THEY drop onto the doormat with tedious regularity. Letters from banks offering us "the best credit card deal around" always come with several pages of tiny print no one has the time or the training to decipher.

Well, almost no one. The Commons Treasury Committee asked a Cambridge University mathematician to unravel what the banks call the "calculus" behind credit card payments. He did it, but it took him most of the afternoon.

Similar confusion exists when it comes to other banking products.

Banks have a vested interest in obfuscation. Keep us in the dark and we are less likely to query, complain, shop around or generally be awkward customers.

The Treasury Committee report is only the latest criticism of the big banks. In March 2000, Government watchdog Don Cruickshank revealed that banks were overcharging customers by up to £5 billion a year.

Only a month earlier, Barclays Bank announced it was shutting several branches in North Yorkshire as part of a programme that left many rural areas without a branch.
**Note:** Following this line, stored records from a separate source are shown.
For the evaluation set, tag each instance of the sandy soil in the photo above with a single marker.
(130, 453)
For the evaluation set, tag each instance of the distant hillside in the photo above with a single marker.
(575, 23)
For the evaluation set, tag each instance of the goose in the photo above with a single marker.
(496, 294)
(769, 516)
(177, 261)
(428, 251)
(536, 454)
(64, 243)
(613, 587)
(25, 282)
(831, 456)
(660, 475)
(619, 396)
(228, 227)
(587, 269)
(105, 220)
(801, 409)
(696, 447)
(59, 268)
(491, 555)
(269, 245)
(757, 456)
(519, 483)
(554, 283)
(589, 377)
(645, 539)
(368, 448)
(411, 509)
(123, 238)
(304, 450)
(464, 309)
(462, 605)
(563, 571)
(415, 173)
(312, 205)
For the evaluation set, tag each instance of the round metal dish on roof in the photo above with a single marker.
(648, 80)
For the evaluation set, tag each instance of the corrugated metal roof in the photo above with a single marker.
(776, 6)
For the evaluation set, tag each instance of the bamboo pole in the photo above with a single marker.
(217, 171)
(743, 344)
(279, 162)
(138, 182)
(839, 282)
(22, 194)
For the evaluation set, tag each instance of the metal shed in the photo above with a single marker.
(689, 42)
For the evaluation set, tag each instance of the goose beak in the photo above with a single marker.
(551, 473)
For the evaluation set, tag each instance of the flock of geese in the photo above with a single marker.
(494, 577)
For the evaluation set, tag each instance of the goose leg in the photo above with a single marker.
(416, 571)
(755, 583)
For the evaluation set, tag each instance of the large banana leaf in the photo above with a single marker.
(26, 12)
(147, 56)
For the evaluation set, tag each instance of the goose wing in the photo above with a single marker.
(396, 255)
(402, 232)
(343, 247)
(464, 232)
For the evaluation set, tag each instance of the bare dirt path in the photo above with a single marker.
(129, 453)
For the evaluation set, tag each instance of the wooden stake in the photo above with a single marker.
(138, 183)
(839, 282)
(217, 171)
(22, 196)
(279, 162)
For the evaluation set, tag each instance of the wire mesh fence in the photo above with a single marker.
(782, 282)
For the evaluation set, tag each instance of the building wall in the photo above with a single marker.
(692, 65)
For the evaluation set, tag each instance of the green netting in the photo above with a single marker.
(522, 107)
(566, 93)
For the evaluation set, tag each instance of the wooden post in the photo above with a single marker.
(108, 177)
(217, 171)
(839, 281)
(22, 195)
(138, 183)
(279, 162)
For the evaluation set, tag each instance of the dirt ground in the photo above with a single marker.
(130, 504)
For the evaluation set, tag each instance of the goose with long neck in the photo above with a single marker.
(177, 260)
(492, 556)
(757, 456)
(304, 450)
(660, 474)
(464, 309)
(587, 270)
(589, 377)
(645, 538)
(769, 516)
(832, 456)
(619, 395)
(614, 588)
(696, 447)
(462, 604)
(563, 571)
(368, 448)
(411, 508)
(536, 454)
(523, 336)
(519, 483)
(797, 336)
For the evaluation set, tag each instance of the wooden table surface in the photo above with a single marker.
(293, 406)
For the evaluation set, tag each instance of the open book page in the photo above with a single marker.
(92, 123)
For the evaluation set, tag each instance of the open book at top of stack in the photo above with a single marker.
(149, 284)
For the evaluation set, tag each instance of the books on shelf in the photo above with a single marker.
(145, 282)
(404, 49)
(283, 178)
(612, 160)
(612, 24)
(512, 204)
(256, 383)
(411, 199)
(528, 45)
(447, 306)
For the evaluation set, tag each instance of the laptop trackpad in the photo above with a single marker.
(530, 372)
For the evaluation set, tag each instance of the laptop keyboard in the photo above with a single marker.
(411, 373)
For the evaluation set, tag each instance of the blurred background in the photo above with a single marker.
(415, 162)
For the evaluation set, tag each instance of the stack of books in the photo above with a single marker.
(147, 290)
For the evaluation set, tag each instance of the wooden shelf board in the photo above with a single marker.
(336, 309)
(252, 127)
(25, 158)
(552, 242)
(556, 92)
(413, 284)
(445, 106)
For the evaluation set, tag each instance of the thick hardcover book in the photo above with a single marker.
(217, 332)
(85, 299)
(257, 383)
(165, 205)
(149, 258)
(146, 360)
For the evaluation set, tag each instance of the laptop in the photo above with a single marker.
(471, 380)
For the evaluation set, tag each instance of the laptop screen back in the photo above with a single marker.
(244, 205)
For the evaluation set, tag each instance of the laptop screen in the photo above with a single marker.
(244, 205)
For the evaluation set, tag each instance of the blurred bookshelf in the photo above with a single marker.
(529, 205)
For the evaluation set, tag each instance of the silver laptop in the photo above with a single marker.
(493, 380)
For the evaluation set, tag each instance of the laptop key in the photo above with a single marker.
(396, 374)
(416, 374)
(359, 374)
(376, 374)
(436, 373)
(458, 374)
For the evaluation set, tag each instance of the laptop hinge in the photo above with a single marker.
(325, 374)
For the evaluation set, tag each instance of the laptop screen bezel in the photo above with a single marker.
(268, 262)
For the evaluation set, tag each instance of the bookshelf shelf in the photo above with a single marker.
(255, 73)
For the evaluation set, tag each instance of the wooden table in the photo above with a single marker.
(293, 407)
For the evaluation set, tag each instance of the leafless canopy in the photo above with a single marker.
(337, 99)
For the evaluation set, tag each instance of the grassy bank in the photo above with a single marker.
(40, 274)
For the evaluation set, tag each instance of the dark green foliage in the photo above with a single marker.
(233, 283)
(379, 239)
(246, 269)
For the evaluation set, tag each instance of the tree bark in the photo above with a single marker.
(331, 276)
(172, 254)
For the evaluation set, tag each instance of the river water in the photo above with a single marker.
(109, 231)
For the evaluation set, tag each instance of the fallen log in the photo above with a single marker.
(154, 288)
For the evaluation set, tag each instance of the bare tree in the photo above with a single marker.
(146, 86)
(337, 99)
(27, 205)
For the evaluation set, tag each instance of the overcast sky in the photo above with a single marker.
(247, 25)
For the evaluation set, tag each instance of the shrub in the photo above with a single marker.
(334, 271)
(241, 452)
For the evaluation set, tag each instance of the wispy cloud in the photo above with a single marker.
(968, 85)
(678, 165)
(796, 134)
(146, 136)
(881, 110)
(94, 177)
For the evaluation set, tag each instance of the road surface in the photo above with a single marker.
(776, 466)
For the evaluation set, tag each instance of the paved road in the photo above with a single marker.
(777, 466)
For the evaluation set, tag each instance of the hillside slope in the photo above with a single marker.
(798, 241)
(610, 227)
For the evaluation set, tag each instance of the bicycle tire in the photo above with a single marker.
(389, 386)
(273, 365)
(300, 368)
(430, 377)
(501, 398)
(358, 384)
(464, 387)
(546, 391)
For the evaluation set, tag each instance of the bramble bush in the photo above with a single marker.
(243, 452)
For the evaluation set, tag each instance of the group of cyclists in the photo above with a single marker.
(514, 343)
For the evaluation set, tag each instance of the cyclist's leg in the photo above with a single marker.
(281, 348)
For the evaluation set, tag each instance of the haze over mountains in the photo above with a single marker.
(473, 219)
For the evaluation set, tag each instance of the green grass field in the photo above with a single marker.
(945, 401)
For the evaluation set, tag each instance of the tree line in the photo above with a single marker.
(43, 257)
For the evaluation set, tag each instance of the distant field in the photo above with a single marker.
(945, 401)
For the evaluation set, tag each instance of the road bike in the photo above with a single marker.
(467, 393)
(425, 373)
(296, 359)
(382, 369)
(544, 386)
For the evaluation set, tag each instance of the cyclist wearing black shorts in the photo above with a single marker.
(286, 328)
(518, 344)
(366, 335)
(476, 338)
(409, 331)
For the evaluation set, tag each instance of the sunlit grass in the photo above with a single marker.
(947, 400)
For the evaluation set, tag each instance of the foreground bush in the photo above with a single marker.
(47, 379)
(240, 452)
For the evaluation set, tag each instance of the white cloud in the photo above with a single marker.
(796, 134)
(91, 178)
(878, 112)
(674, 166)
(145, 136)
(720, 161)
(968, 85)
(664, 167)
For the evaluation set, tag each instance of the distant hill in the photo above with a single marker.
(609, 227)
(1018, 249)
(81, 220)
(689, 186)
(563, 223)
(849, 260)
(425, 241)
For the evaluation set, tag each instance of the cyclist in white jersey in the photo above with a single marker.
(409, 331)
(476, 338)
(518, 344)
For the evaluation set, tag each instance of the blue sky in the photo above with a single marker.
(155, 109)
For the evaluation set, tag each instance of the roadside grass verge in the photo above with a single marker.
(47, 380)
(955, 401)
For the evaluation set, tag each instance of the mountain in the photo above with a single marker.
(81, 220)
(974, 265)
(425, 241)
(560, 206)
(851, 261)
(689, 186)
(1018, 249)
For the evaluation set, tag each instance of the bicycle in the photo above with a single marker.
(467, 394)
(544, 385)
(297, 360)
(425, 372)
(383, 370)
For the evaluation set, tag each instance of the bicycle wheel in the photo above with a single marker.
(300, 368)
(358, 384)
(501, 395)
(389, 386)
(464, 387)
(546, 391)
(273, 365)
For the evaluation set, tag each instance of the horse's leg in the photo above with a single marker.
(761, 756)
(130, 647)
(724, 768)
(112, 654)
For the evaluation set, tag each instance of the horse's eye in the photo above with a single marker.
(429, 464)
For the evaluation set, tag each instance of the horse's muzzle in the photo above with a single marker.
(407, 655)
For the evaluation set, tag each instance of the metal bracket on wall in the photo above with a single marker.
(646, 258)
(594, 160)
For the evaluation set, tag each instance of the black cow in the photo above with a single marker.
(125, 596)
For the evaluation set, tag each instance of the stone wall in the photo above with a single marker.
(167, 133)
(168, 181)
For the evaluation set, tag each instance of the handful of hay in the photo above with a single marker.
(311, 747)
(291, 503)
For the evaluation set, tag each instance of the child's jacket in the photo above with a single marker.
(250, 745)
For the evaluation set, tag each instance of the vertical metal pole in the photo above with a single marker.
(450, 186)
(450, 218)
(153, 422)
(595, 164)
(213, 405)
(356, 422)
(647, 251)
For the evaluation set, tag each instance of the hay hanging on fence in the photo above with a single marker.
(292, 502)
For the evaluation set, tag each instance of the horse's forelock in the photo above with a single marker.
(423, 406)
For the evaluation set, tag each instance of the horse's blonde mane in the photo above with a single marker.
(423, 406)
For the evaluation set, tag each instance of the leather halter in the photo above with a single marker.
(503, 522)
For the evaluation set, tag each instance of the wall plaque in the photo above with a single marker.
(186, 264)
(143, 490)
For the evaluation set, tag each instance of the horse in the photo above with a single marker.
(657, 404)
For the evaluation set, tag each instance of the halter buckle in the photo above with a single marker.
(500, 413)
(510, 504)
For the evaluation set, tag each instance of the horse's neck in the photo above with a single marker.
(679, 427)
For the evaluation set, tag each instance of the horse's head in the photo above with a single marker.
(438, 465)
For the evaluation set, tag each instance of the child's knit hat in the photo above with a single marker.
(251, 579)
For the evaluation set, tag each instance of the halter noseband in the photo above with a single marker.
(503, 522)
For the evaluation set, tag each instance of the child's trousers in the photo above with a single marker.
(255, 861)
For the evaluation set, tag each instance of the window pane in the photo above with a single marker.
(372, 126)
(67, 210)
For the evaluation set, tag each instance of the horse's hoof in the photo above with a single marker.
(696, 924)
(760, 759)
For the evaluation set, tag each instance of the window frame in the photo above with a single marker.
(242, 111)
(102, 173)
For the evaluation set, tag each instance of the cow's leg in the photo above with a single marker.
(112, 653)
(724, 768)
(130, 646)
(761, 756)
And this February, Halifax had to apologise after a training flip chart in a Manchester branch listed the sort of customers "We don't want". They included taxi drivers and window cleaners.

Unhappily, the banks are so rich they can get away with treating personal account holders with disdain. It took public uproar for them to reverse the decision to charge for cashpoint withdrawals.

Phone and Internet banking are wonderful innovations, the banks say. But they are useless to the small rural trader who needs a long-term relationship with a local bank manager who understands his business and the area's economy.

Banks are not known for responding to criticism, so we shall have to see if they take any notice of the Treasury Committee report.

Meanwhile, customers should vote with their feet. According to the Consumers' Association, 4.5 million customers will have taken their custom away from the big four banks within five years. That trend might finally make them sit up and take notice.